Please talk this through with women's aid, you might have to try a few times to get through.
If you are the main carer there's very little chance he'd get residency no matter what, but this situation is not healthy or normal and I would strongly recommend that you talk to someone about it. A friend, your gp, someone you trust.
Tough one. Arguably the shouting could count as emotional abuse too. Him pushing you could be understood as a reaction. Did he actually do any physical harm and you can evidence that? Is it also the first time? As continued physical actions is abuse.
Have you been emotionally abusive to your DD at all? Shouting at her unreasonably?
I very much doubt you will lose your girl based on what you've said above. You have parental responsibility, so you're entitled to leave if you can't stay and you're looking after her day to day needs. However I'd advise you not to deny contact with your husband as that is unreasonable.
You could end up with 50:50. Would you be happy with that? Do you want to save your relationship?
How horrible for you
Sounds like he's doing what he can to make your MH worse, and then using it against you when you react
Okay this is a red flag a warning sign, you shouting is not acceptance for him to push you,
Do not make excuses for him, you need to address I can tell you for sure it will not end with one push
Sorry to be blunt but I want you to know the facts and I want you to be safe I speak from a woman who let this sort of thing continue once which has lead to many many many more encounters like your I made excuse after excuse for year and years and years please don't waste your life like I have mine be strong.

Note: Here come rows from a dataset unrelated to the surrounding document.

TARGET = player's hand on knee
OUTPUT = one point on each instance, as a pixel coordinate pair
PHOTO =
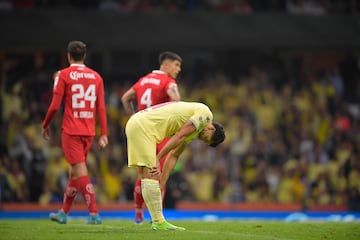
(155, 172)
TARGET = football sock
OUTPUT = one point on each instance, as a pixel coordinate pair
(138, 198)
(69, 195)
(88, 193)
(152, 196)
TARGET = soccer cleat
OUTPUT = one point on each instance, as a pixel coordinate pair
(166, 226)
(139, 218)
(94, 219)
(59, 217)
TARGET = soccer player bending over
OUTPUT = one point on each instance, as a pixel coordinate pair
(183, 121)
(81, 89)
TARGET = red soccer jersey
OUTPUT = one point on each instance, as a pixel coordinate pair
(152, 89)
(82, 91)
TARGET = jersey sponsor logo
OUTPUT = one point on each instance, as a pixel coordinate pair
(56, 80)
(150, 81)
(74, 75)
(84, 114)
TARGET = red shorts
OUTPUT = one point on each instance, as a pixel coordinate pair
(76, 148)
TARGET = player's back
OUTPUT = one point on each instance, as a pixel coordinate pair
(82, 88)
(152, 89)
(166, 119)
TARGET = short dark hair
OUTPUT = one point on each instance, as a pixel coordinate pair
(77, 50)
(219, 135)
(170, 56)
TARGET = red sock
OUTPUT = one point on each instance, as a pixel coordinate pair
(69, 195)
(138, 199)
(88, 193)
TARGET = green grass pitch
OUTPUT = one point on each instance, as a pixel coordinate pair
(76, 229)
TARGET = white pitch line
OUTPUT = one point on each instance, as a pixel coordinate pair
(252, 236)
(241, 234)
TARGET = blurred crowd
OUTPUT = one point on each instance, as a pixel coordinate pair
(312, 7)
(293, 140)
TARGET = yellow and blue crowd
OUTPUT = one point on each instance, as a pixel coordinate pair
(293, 142)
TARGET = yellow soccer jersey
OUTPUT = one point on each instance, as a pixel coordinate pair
(165, 119)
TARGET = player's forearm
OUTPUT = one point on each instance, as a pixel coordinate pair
(53, 109)
(168, 167)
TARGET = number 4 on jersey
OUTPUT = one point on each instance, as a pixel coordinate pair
(146, 98)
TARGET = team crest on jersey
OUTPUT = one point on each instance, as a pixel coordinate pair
(56, 80)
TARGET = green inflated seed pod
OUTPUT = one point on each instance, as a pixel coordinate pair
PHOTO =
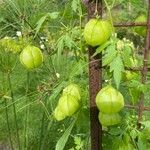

Deep down you know it is wrong as I did, I wish you well and if you need any help please PM me,
Take big care and stay safe.
oh and btw you wont lose your daughter no one you haven't done anything wrong, this is control and manipulation people behave like this when they have what they want threatened. Its like a child always refer back to that its a bit like that mine you aren't having that"
And your post does not sound unstable in anyway, just because you are on antidepressants that does not make you unstable, you are addressing your condition and not ignoring it, my goodness if every woman that was on antidepressants lost their children, no kids would have mums, really stand strong and look stuff up they do not take children away from mothers. He is using scare tactics to make you stay.